The Madden–Julian Oscillation (MJO) is the leading mode of sub-seasonal variability in the tropical atmosphere and is a source of predictability for extratropical weather through its teleconnections. MJO teleconnection patterns can be modulated by the El Niño–Southern Oscillation (ENSO) on seasonal to interannual time scales. However, changes over decadal time scales are less well understood. ERA5 reanalysis data are used to show that the boreal winter MJO teleconnection pattern in the Northern Hemisphere has changed in recent decades in line with changes in the Pacific Decadal Oscillation and Atlantic Multidecadal Variability. Changes are seen in the circulation, temperature and precipitation responses. In particular, from 1997, intraseasonal cold anomalies appear over Europe and the eastern United States due to MJO convection over the western Pacific; these were not present 20 years previously. The decadal variability observed is not the product of aliasing of ENSO modulation of the teleconnection.

Key Points

  • The extratropical response to the Madden-Julian Oscillation has changed on decadal time scales

  • This decadal variability coincides with changes in low-frequency oceanic modes in both the Pacific and Atlantic basins

  • Changes on decadal time scales are different to those modulated by the El Niño-Southern Oscillation on interannual scales

Plain Language Summary

Weather in different regions of the globe can be linked by planetary-scale atmospheric waves, and these links can help forecasters to predict the weather. One such link, or teleconnection pattern, connects changes in rainfall over Indonesia and the tropical Pacific (from a weather system called the Madden–Julian Oscillation or MJO) to changes in the weather in North America and Europe. This study assesses this teleconnection pattern in two separate time periods (roughly the mid-1970s to mid-1990s and mid-1990s to late 2010s) to analyze if and how it has changed. We find that the pattern has changed, and that this is due to large-scale changes in the background state of the atmosphere. These changes in the link between the tropics and extratropics will have implications for weather forecasts on weekly to monthly time scales.

1 Introduction

As the leading mode of sub-seasonal variability in the tropical atmosphere, the Madden–Julian Oscillation (MJO; Madden & Julian, 1971; Madden & Julian, 1972) can influence weather around the globe (Jiang et al., 2020; Lin, 2022; Matthews et al., 2004; Matthews & Meredith, 2004; Zhang, 2005). Upper level divergence associated with anomalous MJO heating interacts with the jet stream to form a Rossby wave source (Sardeshmukh & Hoskins, 1988) in the mid-latitudes. The propagation, and subsequent breaking, of these Rossby waves in the extratropics leads to changes in blocking (e.g., Henderson et al., 2016), jet dynamics (e.g., Bao & Hartmann, 2014; Kang & Tziperman, 2018) and weather regimes (e.g., Cassou, 2008; Lin et al., 20092010; Mori & Watanabe, 2008; Riddle et al., 2013; Seo & Lee, 2017), which may be interpreted as teleconnection patterns.

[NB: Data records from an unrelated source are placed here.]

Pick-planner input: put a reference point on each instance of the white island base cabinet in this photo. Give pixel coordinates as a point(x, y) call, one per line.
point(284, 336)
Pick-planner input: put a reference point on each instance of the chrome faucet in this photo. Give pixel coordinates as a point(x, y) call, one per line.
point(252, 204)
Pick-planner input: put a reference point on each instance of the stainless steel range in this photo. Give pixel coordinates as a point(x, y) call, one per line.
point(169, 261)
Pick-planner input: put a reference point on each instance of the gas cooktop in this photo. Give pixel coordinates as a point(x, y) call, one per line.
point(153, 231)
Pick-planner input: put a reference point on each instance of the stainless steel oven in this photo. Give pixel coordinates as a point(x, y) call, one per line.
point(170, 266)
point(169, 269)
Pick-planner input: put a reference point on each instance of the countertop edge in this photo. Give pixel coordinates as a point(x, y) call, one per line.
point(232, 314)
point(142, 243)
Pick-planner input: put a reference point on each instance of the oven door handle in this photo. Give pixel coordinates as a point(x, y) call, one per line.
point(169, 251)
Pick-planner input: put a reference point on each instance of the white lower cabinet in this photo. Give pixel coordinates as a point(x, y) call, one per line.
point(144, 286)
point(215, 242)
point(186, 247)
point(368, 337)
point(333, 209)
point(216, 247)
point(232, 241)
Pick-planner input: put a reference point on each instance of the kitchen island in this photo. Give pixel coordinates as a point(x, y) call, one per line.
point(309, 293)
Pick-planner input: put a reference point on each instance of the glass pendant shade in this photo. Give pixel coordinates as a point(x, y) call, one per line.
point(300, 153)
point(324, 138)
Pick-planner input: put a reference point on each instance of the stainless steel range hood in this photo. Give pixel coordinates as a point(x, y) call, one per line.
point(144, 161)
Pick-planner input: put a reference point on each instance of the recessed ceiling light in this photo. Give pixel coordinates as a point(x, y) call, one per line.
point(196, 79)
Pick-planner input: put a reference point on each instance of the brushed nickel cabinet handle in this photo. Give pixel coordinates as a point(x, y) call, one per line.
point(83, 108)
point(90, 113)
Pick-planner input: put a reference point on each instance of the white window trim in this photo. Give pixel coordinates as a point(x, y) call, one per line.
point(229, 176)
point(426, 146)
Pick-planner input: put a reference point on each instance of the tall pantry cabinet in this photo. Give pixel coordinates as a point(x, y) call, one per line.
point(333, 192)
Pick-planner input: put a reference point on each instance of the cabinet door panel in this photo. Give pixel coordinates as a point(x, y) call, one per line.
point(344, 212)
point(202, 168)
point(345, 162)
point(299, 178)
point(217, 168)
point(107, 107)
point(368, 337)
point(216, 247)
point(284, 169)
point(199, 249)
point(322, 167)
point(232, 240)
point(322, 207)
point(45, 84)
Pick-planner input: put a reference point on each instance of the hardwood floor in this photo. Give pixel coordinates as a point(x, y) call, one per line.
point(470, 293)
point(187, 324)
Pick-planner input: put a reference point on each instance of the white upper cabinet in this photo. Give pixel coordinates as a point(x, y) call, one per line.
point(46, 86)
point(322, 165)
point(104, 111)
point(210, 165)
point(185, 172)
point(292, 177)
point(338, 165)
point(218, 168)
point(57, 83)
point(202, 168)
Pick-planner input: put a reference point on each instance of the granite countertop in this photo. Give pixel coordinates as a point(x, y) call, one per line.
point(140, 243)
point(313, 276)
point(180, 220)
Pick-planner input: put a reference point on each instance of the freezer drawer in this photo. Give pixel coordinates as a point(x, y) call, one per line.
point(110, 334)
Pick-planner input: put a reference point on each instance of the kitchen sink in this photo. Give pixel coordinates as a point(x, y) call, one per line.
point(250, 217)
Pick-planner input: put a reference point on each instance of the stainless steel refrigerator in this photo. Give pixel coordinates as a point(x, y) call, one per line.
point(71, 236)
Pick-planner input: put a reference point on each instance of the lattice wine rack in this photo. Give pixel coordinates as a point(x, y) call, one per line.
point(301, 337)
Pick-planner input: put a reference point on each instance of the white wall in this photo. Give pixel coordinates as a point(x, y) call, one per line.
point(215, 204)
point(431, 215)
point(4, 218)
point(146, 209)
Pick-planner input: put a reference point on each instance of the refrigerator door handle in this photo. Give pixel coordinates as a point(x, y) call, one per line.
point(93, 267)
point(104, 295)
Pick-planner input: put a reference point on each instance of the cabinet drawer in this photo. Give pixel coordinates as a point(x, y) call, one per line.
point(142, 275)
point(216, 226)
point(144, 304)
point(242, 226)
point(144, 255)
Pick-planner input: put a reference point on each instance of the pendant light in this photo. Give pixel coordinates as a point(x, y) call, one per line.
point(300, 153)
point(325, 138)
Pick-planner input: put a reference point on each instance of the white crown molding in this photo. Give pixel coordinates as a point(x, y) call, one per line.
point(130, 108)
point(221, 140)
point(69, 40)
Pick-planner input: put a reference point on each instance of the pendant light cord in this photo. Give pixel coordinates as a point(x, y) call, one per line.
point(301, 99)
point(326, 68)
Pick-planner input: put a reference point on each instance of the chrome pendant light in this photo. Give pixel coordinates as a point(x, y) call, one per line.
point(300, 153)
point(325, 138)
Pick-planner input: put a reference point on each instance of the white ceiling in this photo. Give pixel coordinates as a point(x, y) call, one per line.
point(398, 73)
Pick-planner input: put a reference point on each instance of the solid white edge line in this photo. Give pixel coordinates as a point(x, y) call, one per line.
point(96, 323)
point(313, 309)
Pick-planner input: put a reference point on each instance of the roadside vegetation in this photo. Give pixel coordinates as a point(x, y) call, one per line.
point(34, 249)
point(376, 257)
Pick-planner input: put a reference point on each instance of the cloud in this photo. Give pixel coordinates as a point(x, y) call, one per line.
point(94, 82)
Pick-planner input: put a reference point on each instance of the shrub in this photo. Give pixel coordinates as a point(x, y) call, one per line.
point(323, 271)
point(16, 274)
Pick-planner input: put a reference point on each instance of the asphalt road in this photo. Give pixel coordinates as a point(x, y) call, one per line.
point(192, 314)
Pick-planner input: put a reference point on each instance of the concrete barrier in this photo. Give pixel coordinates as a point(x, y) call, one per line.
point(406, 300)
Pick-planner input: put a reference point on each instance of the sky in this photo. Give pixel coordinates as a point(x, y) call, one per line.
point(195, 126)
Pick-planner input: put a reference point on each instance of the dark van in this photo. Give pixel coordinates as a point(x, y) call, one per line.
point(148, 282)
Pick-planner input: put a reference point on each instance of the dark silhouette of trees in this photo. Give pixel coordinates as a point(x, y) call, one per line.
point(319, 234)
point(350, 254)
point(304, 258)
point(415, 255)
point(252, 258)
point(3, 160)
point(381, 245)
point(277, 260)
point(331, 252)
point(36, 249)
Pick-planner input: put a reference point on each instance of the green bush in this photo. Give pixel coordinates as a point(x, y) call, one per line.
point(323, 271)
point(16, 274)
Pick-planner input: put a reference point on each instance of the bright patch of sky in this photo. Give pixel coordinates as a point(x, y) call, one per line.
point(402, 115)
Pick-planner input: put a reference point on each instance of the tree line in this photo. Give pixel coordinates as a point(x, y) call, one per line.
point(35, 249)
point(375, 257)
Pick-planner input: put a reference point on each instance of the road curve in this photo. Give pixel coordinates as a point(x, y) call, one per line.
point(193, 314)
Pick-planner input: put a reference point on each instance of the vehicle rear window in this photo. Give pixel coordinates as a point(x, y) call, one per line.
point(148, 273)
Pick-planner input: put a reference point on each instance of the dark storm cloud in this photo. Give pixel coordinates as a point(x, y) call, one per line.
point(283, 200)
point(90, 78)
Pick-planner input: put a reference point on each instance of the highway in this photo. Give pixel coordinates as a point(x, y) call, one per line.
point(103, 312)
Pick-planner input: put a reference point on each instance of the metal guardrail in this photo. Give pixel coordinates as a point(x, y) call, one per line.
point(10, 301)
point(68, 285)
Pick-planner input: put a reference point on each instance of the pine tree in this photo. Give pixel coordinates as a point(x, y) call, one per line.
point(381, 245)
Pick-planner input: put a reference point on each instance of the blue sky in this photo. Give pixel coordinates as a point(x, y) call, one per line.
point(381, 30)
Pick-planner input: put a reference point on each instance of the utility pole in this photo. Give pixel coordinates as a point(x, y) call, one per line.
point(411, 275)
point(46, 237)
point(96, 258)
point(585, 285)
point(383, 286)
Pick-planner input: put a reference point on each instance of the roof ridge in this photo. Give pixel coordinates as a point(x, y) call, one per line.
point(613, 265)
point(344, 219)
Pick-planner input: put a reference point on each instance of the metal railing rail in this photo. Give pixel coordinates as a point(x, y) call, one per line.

Currently, deterministic weather prediction is skillful up to a lead time of approximately one to two weeks in the extratropics, however this lead time can be extended by considering the effects of modes such as the MJO (Kent et al., 2022; Nardi et al., 2020), Quasi-Biennial Oscillation (QBO; Nardi et al., 2020) and El Niño–Southern Oscillation (ENSO; Patricola et al., 2020). The signature teleconnection patterns produced by these modes provide predictive skill on sub-seasonal to seasonal time scales. This skill, however, is dependent on the ability of models to reproduce the mechanisms and variability of teleconnections over a range of time scales.

At present, even state-of-the-art General Circulation Models (GCMs) struggle to fully capture MJO teleconnections in their predictions (e.g., J. Wang et al., 2020a; J. Wang et al., 2020b). Though some are able to recreate the patterns of the teleconnections, these responses are almost universally too weak (Lin et al., 2021; Skinner et al., 2022; Vitart, 2017). This is a common feature across tropical–extratropical interactions in climate models and seasonal forecasts (Williams et al., 2023).

ENSO is able to modulate the MJO (Chen et al., 2016; Hsu & Xiao, 2017; Kessler, 2001) and its teleconnections (Lee et al., 2019; Moon et al., 2011; Tseng et al., 2020) on seasonal to interannual time scales. However, there is little understanding of the variability of MJO teleconnections on decadal time scales. Furthermore, the extratropics have been shown to respond differently to remote forcing on interannual and decadal time scales (Seabrook et al., 2023).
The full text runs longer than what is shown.